PARIS—The world is about to go on a carbon diet. It won’t be easy—or cheap.
Nearly 200 nations across the world on Saturday approved a first-of-its-kind universal agreement to wean Earth off fossil fuels and slow global warming, patting themselves on the back for showing such resolve.
On Sunday morning, like for many first day dieters, the reality sets in. The numbers—like calorie limits and hours needed in the gym—are daunting.

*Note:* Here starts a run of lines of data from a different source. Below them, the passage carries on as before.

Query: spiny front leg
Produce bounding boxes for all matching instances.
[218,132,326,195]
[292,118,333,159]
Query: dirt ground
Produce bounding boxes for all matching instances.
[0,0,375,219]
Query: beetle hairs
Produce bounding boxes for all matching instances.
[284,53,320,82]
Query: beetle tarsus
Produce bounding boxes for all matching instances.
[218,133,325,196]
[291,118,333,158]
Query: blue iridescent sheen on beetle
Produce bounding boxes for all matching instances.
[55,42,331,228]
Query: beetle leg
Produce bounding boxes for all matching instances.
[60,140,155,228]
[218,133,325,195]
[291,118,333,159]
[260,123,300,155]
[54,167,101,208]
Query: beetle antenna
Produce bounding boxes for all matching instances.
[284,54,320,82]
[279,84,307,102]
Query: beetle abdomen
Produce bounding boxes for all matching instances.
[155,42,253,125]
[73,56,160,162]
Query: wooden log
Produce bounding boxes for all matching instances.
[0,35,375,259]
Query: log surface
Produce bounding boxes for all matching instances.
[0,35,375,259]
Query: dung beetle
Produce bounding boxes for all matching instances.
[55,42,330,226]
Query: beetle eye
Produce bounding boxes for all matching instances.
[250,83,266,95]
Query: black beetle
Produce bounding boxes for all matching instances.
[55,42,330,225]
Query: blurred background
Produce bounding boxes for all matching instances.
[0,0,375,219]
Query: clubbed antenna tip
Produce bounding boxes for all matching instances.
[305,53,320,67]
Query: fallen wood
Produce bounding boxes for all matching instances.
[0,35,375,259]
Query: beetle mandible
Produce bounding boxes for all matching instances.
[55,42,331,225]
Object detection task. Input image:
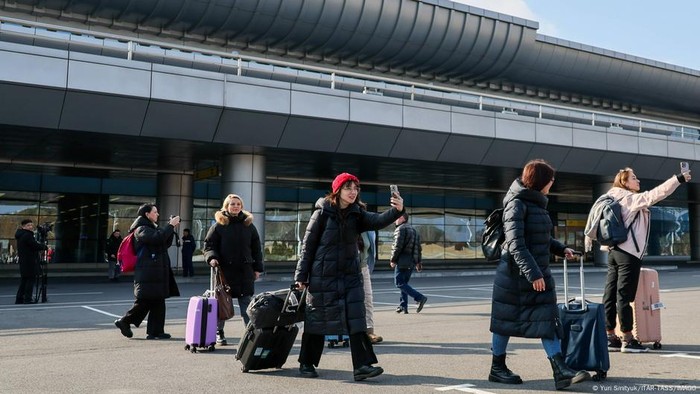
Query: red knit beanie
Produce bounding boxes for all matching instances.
[331,172,360,193]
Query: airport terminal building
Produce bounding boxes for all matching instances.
[0,0,700,269]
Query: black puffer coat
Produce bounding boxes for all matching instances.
[491,179,566,339]
[204,211,265,298]
[129,216,180,300]
[15,228,48,277]
[294,198,401,335]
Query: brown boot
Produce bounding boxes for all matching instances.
[367,327,384,344]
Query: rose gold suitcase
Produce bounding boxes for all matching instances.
[616,268,664,349]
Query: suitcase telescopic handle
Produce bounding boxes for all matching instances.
[564,251,588,311]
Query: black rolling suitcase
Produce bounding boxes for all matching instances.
[236,285,306,372]
[558,253,610,380]
[236,324,299,372]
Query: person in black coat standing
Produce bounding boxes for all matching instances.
[489,159,590,390]
[294,173,404,380]
[15,219,48,304]
[204,194,265,345]
[114,204,180,339]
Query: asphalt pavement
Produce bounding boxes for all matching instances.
[0,267,700,393]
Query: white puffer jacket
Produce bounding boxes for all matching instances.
[601,175,681,260]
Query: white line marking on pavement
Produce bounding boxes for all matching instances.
[81,305,121,318]
[423,293,491,305]
[661,353,700,360]
[0,291,104,298]
[435,383,493,394]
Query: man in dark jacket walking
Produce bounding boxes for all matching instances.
[182,228,197,277]
[15,219,48,304]
[389,212,428,313]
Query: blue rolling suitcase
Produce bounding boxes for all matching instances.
[558,253,610,380]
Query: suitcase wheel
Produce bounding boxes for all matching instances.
[593,371,608,382]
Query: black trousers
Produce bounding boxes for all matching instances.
[603,249,642,332]
[15,275,36,304]
[299,332,377,369]
[122,298,165,335]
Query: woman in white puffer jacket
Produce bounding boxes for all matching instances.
[603,168,690,353]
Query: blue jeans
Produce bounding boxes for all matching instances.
[491,333,561,358]
[394,266,425,310]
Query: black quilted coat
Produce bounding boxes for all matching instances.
[294,198,402,335]
[15,228,47,277]
[129,216,180,300]
[204,211,265,298]
[491,179,566,339]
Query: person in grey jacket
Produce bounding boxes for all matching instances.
[489,160,590,390]
[114,204,180,339]
[294,173,403,381]
[389,212,428,313]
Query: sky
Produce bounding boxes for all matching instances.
[452,0,700,70]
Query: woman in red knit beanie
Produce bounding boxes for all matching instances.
[294,172,404,381]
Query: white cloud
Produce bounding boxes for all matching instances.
[452,0,558,36]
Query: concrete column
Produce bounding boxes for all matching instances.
[221,153,265,248]
[591,182,612,267]
[156,174,194,268]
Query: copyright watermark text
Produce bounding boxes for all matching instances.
[593,384,700,393]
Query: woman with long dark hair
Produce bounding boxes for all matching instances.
[114,204,180,339]
[489,159,590,390]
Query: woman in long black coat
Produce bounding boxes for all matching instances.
[114,204,180,339]
[204,194,265,345]
[294,173,403,380]
[489,160,589,390]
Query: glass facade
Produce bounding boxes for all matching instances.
[0,184,690,263]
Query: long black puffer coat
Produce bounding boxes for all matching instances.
[294,198,402,335]
[129,216,180,300]
[15,228,48,277]
[491,179,566,339]
[204,211,265,298]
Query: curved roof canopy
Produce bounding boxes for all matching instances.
[0,0,700,114]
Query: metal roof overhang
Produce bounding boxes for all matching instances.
[0,0,700,114]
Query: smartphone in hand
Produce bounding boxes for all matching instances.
[389,185,399,197]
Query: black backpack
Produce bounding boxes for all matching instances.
[481,208,506,261]
[588,194,639,251]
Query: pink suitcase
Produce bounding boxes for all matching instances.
[616,268,664,349]
[185,270,218,353]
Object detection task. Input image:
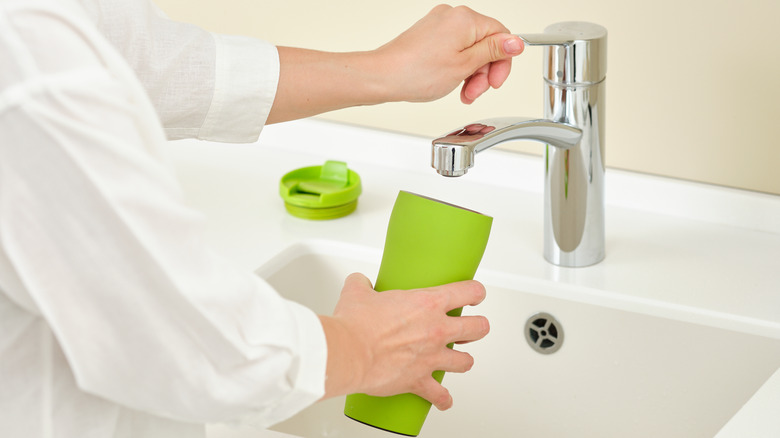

How daunting? Try more than 7.04 billion tons (if you really want to have your eyes bug out, that’s 15.5 trillion pounds). That’s how much carbon dioxide needs to stay in the ground instead of being spewed into the atmosphere for those reductions to happen, even if you take the easier of two goals mentioned in Saturday’s deal. To get to the harder goal, it’s even larger numbers.
In the pact, the countries pledged to limit global warming to about another degree Celsius (1.8 degrees Fahrenheit) from now—and if they can, only half that.
Another, more vague, goal is that by sometime in the second half of the century, man-made greenhouse gas emissions—which includes methane and other heat-trapping gases as well as carbon dioxide—won’t exceed the amount that nature absorbs. Earth’s carbon cycle, which is complex and ever-changing, would have to get back to balance.
In practice, that means the world has to emit close to zero greenhouse gases by 2070 to reach the easier goal, or by 2050 to reach the harder one, said John Schellnhuber, director of the Potsdam Institute for Climate Impact Research in Germany.